UnicodeDecodeError: 'charmap' codec can't decode byte 0x81 in position 55: character maps to <undefined>

user6655908 picture user6655908 · Sep 28, 2016 · Viewed 11.2k times · Source

I am new to Python and am hoping that someone could please explain to me what the error message means.

To be specific, I have some code of Python and SPSS combined together saved in Atom, which was created by a former colleague. Now since the former colleague is not here anymore, I need to run the code now. What I did was I ran the code below from SPSS22.

    begin program.
    import spss,spssaux,imp
    abcvalid = imp.load_source('abcvalid', "I:/VALIDITY CHECK/Python Library/2016/abcvalid2016.py") 
    import abcvalid
    abcvalid.fullprocess("9_26_2016","M:/Users/Yli\2016 SURVEY/DOWNLOADS/9_26_2016/","M:/Users/Yli/2016 SURVEY/Legacy15.sav")
    end program.

Then I got the following from the output.

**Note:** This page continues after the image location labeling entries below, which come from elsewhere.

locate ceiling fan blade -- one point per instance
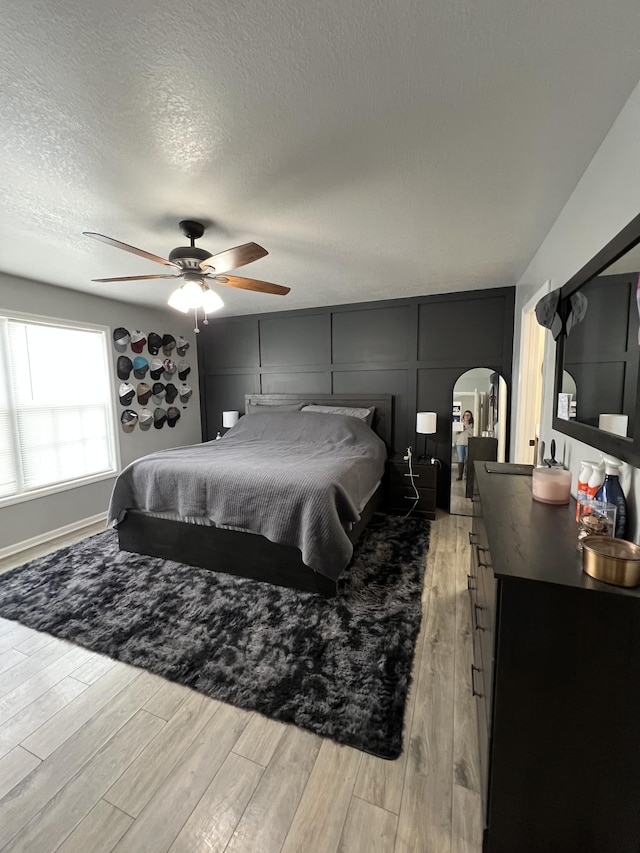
(231, 259)
(135, 277)
(127, 248)
(253, 284)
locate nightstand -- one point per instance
(401, 495)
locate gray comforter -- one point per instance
(296, 478)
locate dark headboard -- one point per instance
(382, 419)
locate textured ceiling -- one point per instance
(377, 149)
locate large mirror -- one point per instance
(478, 430)
(596, 389)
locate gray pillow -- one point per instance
(362, 414)
(266, 408)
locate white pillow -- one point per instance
(365, 415)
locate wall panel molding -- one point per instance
(412, 348)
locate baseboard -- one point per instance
(52, 535)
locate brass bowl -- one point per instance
(611, 560)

    Traceback (most recent call last):
      File "<string>", line 5, in <module>
      File "I:/VALIDITY CHECK/Python Library/2016/abcnvalid2016.py", line 2067, in fullprocess
        dataprep(date,filepath,legacypath)
      File "I:/VALIDITY CHECK/Python Library/2016/abcvalid2016.py", line 2006, in dataprep
        emailslower(date,filepath)
      File "I:/VALIDITY CHECK/Python Library/2016/abcvalid2016.py", line 1635, in emailslower
        DATASET ACTIVATE comment_data.""".format(date,filepath))
      File "C:\PROGRA~1\IBM\SPSS\STATIS~1\22\Python\Lib\site-packages\spss\spss.py", line 1494, in Submit
        cmdList = spssutil.CheckStr(cmdList)
      File "C:\PROGRA~1\IBM\SPSS\STATIS~1\22\Python\Lib\site-packages\spss\spssutil.py", line 166, in CheckStr
        s1 = unicode(mystr,locale.getlocale(locale.LC_CTYPE)[1])
      File "C:\Program Files\IBM\SPSS\Statistics\22\Python\lib\encodings\cp1252.py", line 15, in decode
        return codecs.charmap_decode(input,errors,decoding_table)
    UnicodeDecodeError: 'charmap' codec can't decode byte 0x81 in position 55: character maps to <undefined>

I know there are similar questions on this site, but the questions and answers were too hard for me to comprehend. If someone could please help me, I'd really appreciate it!

Thank you in advance!

Answer

bers picture bers · Mar 15, 2019

First, here is a minimal example reproducing your error on Windows:

import subprocess

with subprocess.Popen("cmd /c echo ü", stdout=subprocess.PIPE, text=True) as Process:
    for Line in Process.stdout:
        print(Line)

To my understanding, the problem is this (I put together some information and examples which I have found, but am not certain everything is correct. I welcome corrections.)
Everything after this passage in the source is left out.